Итак, я допрашиваю Буркалову в домике кальновецкого лесника.
— Как звали вашего сына?
— Грегор.
— В каком полку он служил?
— Ах, откуда мне знать, сынок?
— И когда он погиб, тоже не знаете?
— Да где там!
Я отмечаю все у себя, пишу и одновременно говорю.
— Грегор Бурка…
— Нет! Грегор Игнатишин, — поправляет меня старуха.
— Так это ваш сын от первого брака? — поднимаю я на нее глаза от бумаг, предполагая тотчас услышать положительный ответ. Но не тут-то было.
— Нет, я всего один раз была замужем.
— Так он у вас внебрачный?
— Ой, что это вы такое говорите?!
Приходится прервать письмо.
— Как фамилия вашего покойного мужа?
— Игнатишин.
— А ваша?
— Буркалова, Анча.
— Не понимаю. Это что, сын вашего мужа? Не ваш? Или вы не были зарегистрированы?
— Ах, да что ты, миленький?! Все было честь по чести, как же иначе? Это был мой сын.
— Так почему же ваша фамилия не Игнатишина?
— Нет, моя фамилия Буркалова.
Я беспомощно оглядываюсь на трех мужиков. Но те не видят в словах Анчи Буркаловой ничего особенного. Собственно как же так? Неужели эти люди не знают даже, как ее зовут?.. «Эх, милый, — смеялся впоследствии мой приятель адвокат, — если уж ты захотел конкурировать с нами, так должен был знать, что здесь замужние женщины всю жизнь называют себя своим девичьим именем!» Но я не знаю этого и продолжаю спорить с крестьянами. В конце концов они умолкают и отступают от меня, как от своевольного ребенка, который уперся на своем и во что бы то ни стало хочет оказаться правым.
— У вас, должно быть, дома есть какие-нибудь документы, бумаги?
— Нету у меня никаких бумаг.
— Я вам не верю, Игнатишина или Буркалова. Вы получали пенсию за сына. Что-нибудь да должно быть. Или вы все потеряли?
— Нету у меня ничего, родимый. Я все отдала этим господам.
— Каким господам?
— Тем, которые собирали бумаги и писали заявления.
— Кто-то здесь что-то собирал? Когда?
— Лет пять-шесть тому будет.
Если даже старушка и ошибается и с тех пор минуло восемь лет, то все равно это безусловно произошло тогда, когда все прошения уже были бесцельными. Я обращаюсь с вопросами к трем мужикам. Да, так и было. И из их уст я узнаю историю чисто закарпатскую.
Несколько лет тому назад в село пришли два пана с барышней и с пишущей машинкой.

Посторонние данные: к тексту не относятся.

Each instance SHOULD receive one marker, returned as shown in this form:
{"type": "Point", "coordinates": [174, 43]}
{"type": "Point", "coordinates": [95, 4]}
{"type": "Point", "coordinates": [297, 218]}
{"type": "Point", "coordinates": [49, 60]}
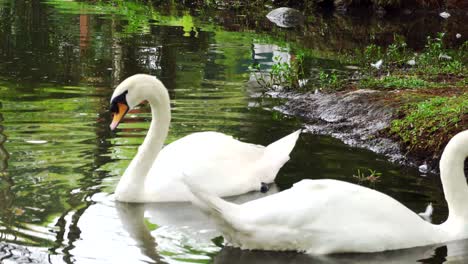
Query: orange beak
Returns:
{"type": "Point", "coordinates": [123, 109]}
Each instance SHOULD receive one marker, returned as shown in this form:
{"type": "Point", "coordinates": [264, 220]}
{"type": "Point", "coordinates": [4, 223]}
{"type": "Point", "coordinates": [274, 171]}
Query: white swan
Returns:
{"type": "Point", "coordinates": [219, 163]}
{"type": "Point", "coordinates": [329, 216]}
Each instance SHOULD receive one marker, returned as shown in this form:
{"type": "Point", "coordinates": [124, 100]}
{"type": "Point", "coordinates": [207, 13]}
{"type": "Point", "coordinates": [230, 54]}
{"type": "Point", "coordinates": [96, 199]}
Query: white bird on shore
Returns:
{"type": "Point", "coordinates": [427, 214]}
{"type": "Point", "coordinates": [221, 164]}
{"type": "Point", "coordinates": [378, 64]}
{"type": "Point", "coordinates": [330, 216]}
{"type": "Point", "coordinates": [444, 15]}
{"type": "Point", "coordinates": [444, 56]}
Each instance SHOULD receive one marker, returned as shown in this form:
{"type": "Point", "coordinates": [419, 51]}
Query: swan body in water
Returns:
{"type": "Point", "coordinates": [220, 164]}
{"type": "Point", "coordinates": [330, 216]}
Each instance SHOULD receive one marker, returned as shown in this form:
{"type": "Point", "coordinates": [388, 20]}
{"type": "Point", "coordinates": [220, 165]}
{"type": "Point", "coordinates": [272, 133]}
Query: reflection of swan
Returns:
{"type": "Point", "coordinates": [221, 164]}
{"type": "Point", "coordinates": [426, 254]}
{"type": "Point", "coordinates": [329, 216]}
{"type": "Point", "coordinates": [176, 220]}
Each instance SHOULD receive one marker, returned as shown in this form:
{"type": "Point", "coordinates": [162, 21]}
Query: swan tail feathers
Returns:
{"type": "Point", "coordinates": [277, 154]}
{"type": "Point", "coordinates": [427, 214]}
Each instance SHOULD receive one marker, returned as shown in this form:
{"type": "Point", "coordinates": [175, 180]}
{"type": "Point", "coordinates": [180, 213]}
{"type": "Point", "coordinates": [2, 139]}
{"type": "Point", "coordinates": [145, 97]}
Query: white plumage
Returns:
{"type": "Point", "coordinates": [219, 163]}
{"type": "Point", "coordinates": [330, 216]}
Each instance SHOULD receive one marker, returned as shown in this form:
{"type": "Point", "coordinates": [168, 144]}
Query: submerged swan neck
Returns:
{"type": "Point", "coordinates": [131, 185]}
{"type": "Point", "coordinates": [453, 177]}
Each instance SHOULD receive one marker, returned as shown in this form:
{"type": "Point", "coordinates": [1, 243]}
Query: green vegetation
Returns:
{"type": "Point", "coordinates": [396, 82]}
{"type": "Point", "coordinates": [372, 178]}
{"type": "Point", "coordinates": [282, 74]}
{"type": "Point", "coordinates": [429, 124]}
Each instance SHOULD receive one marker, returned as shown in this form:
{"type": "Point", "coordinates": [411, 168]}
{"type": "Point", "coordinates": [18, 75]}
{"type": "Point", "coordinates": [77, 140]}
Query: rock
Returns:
{"type": "Point", "coordinates": [378, 64]}
{"type": "Point", "coordinates": [444, 15]}
{"type": "Point", "coordinates": [424, 168]}
{"type": "Point", "coordinates": [286, 17]}
{"type": "Point", "coordinates": [354, 117]}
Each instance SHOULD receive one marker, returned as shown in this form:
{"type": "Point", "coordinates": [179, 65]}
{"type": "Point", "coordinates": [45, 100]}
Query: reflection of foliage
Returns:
{"type": "Point", "coordinates": [372, 178]}
{"type": "Point", "coordinates": [282, 74]}
{"type": "Point", "coordinates": [329, 80]}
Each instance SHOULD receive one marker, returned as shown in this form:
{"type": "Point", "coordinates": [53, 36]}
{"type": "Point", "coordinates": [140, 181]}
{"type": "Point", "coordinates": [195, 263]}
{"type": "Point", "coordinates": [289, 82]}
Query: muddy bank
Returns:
{"type": "Point", "coordinates": [358, 118]}
{"type": "Point", "coordinates": [10, 253]}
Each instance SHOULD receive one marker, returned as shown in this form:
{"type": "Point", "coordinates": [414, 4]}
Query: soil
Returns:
{"type": "Point", "coordinates": [362, 118]}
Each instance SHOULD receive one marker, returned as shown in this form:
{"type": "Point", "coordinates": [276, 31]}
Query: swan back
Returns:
{"type": "Point", "coordinates": [454, 183]}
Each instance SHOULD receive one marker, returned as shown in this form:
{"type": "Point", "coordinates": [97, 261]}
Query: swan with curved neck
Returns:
{"type": "Point", "coordinates": [218, 162]}
{"type": "Point", "coordinates": [330, 216]}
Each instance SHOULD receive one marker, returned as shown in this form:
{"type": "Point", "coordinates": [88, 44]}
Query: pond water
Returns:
{"type": "Point", "coordinates": [59, 163]}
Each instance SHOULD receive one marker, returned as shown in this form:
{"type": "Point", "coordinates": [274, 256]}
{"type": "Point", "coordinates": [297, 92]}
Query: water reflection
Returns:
{"type": "Point", "coordinates": [58, 63]}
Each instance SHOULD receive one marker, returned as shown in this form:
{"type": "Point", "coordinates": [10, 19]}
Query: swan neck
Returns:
{"type": "Point", "coordinates": [131, 185]}
{"type": "Point", "coordinates": [453, 180]}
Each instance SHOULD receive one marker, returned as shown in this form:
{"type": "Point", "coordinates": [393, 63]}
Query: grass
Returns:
{"type": "Point", "coordinates": [395, 82]}
{"type": "Point", "coordinates": [428, 125]}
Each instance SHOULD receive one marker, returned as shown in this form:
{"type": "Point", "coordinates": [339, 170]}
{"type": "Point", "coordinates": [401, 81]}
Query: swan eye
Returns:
{"type": "Point", "coordinates": [114, 108]}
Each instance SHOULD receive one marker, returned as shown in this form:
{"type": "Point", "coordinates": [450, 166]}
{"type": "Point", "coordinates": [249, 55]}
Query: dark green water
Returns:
{"type": "Point", "coordinates": [59, 163]}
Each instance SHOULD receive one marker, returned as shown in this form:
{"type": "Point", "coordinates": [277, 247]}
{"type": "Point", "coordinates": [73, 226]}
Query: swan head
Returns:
{"type": "Point", "coordinates": [456, 147]}
{"type": "Point", "coordinates": [130, 93]}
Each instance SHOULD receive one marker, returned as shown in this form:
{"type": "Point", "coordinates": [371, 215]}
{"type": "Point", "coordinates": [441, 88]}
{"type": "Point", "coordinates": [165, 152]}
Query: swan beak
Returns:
{"type": "Point", "coordinates": [123, 109]}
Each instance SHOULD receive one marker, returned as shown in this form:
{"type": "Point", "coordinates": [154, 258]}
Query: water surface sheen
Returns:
{"type": "Point", "coordinates": [59, 163]}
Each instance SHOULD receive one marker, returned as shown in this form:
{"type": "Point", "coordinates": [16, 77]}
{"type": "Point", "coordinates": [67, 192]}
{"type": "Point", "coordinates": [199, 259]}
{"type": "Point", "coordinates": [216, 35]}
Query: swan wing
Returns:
{"type": "Point", "coordinates": [221, 164]}
{"type": "Point", "coordinates": [320, 217]}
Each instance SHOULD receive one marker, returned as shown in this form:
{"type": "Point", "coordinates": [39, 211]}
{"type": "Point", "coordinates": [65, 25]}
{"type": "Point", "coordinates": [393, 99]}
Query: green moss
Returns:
{"type": "Point", "coordinates": [395, 82]}
{"type": "Point", "coordinates": [429, 123]}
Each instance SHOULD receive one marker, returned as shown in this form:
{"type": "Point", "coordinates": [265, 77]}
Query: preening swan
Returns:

Они сняли комнату в корчме у Лейбовича, и пан священник объявил с кафедры, что «эти господа уже здесь» и что они будут помогать людям добиваться получения пенсии. Народ повалил к ним валом, барышня писала, а господа отбирали документы. Отобрали и у моих четверых кальновецких гостей.
— Кто были эти люди?
Никто не знает.
— Откуда они были?
Может, из Ужгорода, а может, откуда-нибудь еще.
— Вам ответили на ваше прошение? А бумаги хотя бы вы получили обратно?
Нет, они никогда ничего не получали.
— Как же можно давать документы незнакомым людям?
— Все это делали.
— Кто это — все?
— Ну, все, тысячи.
Люди бросились к Лейбовичу, барышня четыре дня стучала на машинке и не успевала.
— Сколько вы платили за одно заявление?
— Пятнадцать крон.
Сущая дешевка! Пан нотар брал шестьдесят. Компенсировалось это, вероятно, количеством, хотя и тут надо осторожно обращаться с цифрами и не принимать «тысячи людей» за чистую монету. На машинке барышня строчила четыре дня, этому, пожалуй, можно поверить. А по прошествии четырех дней господа и барышня куда-то исчезли, и село о них уже больше никогда не слышало. Ни о них, ни о своих бумагах, ни о тысячах крон, которые оно подарило им.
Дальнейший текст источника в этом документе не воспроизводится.